Rick Nelson – Stephens Inc
Can you talk about same store growth by segment, give us some feel, it looks as if the mix did shift towards service and parts in the quarter. Also, how price increases in equipment to what extent that was reflected in the second quarter results and how much of that we’ll see going forward.
Peter Christianson
First I’d like to clarify myself. I understand that I made a mistake when I was talking about our first six months operations. I had indicated that our operating expenses as a percent of net sales were 13.8% they were not they were 13.1% for the first six months of this year compared to 13% in the first half of 2008. I’m sorry for the error. I just wanted to clear that up.
Talking about our same store sales and basically the sales mix, that’s why we like to give our guidance on an annual basis because of these production cycles and really what we saw was the first quarter being more robust on our sales then actually the mix our parts and service after sales product support remains very steady throughout the year.

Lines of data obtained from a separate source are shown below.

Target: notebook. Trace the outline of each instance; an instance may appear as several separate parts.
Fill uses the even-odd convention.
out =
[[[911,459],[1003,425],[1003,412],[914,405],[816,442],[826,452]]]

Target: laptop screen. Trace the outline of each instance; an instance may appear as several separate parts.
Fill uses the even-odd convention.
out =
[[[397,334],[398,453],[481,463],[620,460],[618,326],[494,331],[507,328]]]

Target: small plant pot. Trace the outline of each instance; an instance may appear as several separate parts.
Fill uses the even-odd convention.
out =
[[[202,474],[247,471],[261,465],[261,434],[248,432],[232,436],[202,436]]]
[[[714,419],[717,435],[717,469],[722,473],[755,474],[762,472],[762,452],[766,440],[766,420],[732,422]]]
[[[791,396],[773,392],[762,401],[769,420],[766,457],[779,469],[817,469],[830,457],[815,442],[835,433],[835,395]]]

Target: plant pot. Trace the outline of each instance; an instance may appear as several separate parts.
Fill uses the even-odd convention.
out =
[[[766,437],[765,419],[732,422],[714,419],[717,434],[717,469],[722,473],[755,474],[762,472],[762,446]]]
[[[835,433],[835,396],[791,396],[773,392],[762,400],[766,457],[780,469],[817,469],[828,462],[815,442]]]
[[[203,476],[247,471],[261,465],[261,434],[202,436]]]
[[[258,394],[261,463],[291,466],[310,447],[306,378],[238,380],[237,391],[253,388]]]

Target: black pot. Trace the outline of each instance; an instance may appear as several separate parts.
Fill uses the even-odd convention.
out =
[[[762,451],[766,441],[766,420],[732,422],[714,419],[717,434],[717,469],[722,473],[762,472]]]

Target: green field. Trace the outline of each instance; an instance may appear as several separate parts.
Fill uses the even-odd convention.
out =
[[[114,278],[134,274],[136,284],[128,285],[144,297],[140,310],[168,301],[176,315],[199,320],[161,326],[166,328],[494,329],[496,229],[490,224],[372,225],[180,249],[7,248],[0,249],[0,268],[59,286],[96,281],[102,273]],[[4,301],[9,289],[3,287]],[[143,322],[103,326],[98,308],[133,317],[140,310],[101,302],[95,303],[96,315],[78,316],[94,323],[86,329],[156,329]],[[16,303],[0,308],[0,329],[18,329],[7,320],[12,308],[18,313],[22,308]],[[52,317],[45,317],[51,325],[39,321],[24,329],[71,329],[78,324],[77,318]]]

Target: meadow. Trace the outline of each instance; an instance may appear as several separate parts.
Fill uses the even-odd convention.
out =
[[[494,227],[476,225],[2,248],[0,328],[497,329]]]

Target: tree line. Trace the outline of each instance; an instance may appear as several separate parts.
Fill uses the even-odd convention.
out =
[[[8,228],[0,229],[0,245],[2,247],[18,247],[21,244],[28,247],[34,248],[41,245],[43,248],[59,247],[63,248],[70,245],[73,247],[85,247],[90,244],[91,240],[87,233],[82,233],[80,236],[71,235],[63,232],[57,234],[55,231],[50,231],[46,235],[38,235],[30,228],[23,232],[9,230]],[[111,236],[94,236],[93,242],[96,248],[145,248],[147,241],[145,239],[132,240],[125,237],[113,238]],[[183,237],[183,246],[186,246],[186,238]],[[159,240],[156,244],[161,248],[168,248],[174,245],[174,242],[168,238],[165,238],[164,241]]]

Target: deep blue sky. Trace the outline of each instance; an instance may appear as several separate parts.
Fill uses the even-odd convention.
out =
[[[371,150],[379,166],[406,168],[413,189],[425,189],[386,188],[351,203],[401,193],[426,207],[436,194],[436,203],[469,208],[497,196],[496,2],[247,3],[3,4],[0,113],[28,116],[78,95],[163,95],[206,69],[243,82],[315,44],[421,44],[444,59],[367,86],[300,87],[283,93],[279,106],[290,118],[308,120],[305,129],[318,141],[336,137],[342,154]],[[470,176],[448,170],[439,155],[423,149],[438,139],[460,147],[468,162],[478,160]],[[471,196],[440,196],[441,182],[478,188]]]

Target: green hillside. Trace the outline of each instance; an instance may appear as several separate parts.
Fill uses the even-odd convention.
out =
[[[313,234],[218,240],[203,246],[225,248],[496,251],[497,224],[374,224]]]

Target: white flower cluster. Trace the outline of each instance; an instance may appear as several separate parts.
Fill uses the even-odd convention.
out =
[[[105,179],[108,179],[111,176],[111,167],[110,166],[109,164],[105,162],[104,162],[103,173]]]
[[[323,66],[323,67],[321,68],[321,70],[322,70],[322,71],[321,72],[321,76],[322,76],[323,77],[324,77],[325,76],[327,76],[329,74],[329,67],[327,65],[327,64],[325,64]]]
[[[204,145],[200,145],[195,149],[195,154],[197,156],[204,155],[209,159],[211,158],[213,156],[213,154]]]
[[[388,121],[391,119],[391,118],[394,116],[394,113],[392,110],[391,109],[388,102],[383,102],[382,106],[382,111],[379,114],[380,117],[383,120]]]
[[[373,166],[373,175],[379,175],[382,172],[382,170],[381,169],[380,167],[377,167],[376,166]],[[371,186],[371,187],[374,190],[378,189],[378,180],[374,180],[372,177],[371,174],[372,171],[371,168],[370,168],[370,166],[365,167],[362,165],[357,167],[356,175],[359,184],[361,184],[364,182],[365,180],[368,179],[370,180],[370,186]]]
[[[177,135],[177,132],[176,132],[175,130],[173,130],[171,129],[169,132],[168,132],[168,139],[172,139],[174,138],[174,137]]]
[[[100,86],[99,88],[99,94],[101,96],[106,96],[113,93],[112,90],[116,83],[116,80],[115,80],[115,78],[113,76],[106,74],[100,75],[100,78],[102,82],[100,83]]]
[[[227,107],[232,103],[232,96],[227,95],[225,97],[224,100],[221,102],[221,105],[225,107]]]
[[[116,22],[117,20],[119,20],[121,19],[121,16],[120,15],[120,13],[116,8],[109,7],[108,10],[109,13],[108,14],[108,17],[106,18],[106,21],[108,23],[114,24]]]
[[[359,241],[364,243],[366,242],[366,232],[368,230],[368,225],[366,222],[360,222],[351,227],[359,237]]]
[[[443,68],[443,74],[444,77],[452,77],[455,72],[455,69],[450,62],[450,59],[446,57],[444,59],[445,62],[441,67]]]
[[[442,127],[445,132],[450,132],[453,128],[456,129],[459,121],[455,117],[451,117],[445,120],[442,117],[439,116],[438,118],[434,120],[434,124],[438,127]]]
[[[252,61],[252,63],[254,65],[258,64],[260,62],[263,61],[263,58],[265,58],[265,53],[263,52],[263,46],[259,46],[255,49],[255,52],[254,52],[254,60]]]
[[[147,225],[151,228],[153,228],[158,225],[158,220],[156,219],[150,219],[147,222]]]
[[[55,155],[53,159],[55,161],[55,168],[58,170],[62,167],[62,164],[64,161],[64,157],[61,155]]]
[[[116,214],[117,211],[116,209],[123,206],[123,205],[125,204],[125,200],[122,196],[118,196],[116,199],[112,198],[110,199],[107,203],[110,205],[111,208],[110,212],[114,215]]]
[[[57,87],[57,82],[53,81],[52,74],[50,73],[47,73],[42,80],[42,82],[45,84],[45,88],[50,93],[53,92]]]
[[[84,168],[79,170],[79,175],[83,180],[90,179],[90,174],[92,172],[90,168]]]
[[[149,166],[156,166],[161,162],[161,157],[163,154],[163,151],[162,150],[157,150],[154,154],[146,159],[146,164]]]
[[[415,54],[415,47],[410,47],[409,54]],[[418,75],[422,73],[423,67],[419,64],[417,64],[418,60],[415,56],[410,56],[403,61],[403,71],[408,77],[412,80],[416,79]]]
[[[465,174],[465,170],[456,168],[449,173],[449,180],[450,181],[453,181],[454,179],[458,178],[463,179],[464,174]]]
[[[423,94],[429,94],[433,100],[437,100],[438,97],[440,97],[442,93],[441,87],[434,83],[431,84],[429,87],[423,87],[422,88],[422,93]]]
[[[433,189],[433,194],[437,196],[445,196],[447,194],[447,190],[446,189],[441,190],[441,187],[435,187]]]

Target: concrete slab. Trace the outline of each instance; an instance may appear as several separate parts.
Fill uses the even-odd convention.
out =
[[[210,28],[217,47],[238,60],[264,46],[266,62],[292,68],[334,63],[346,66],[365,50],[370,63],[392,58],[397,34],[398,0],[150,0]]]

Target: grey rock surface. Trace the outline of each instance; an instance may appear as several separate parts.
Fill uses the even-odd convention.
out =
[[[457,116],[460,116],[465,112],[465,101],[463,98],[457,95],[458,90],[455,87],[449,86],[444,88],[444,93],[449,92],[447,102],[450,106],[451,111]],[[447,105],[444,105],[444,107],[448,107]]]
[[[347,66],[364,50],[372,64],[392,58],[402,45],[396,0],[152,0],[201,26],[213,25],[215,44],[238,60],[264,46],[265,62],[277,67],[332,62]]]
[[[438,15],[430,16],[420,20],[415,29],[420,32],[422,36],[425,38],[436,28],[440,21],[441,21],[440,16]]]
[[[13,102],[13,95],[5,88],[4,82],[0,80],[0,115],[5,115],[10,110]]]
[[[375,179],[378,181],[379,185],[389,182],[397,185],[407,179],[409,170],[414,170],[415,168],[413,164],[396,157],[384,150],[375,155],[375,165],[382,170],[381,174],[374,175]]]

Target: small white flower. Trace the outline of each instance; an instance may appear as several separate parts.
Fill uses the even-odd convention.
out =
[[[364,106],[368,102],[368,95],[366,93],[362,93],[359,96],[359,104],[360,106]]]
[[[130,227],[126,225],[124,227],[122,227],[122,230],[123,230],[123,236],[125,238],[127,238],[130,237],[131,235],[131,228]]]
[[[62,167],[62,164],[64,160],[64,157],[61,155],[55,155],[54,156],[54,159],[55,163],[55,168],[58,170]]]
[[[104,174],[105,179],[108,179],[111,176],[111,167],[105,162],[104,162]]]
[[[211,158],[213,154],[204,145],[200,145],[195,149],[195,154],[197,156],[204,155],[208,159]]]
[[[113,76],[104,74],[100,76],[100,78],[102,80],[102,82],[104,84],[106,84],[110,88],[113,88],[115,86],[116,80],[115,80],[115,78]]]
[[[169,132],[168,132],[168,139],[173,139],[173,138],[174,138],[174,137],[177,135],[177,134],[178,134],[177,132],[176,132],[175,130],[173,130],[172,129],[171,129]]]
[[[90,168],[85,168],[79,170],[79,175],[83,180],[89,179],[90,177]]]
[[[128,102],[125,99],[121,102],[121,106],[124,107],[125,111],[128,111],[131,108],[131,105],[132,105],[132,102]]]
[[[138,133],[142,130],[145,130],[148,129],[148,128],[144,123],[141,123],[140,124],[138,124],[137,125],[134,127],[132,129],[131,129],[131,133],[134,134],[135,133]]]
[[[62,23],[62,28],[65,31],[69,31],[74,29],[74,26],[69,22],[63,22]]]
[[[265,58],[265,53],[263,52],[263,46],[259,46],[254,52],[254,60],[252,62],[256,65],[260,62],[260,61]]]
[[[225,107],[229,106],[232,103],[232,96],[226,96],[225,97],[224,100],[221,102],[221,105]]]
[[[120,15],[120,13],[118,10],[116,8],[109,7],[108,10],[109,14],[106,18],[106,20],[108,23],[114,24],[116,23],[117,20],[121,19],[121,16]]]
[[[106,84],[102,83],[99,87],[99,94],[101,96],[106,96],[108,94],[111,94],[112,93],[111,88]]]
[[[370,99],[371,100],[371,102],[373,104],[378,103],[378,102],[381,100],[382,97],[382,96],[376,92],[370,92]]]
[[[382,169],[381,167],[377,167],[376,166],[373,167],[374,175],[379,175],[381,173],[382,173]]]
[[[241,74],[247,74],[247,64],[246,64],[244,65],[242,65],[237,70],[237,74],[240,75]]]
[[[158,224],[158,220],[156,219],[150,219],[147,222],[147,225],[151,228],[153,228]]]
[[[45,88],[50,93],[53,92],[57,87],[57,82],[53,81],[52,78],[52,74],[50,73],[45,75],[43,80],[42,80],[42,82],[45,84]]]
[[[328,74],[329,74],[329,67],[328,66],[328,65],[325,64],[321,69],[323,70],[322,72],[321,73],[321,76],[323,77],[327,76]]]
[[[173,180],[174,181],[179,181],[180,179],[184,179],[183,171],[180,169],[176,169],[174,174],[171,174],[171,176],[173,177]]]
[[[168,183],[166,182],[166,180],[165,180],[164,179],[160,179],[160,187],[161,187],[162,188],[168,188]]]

As you see the sales revenue number, our top line revenue between our second quarter and our first quarter the second quarter being a little less sales, the equipment sales are really what showed a spike and that will be reflected in that sales mix. Going back to what I originally made a comment on same store sales that’s why it’s so important for us as we talk about same store sales to remember this sales mix.
As far as the price on product coming through and the effect of that, Dave.
David Meyer
What we’re seeing on that is most of the product we delivered in the second quarter there was some price protection involved. A lot of it was pre-sold equipment, locked in, pre-surcharge. What we’re seeing is any price increases right now are basically a pass through. As far as from a lot of the growers standpoint at least on the AG side that the price increases we’re seeing on the equipment side are far less than what they’re seeing in fertilizer, fuel, land prices, cash, things like that. Like I said, it’s fairly reasonable pass through type increases which have had very little effect on our bottom line.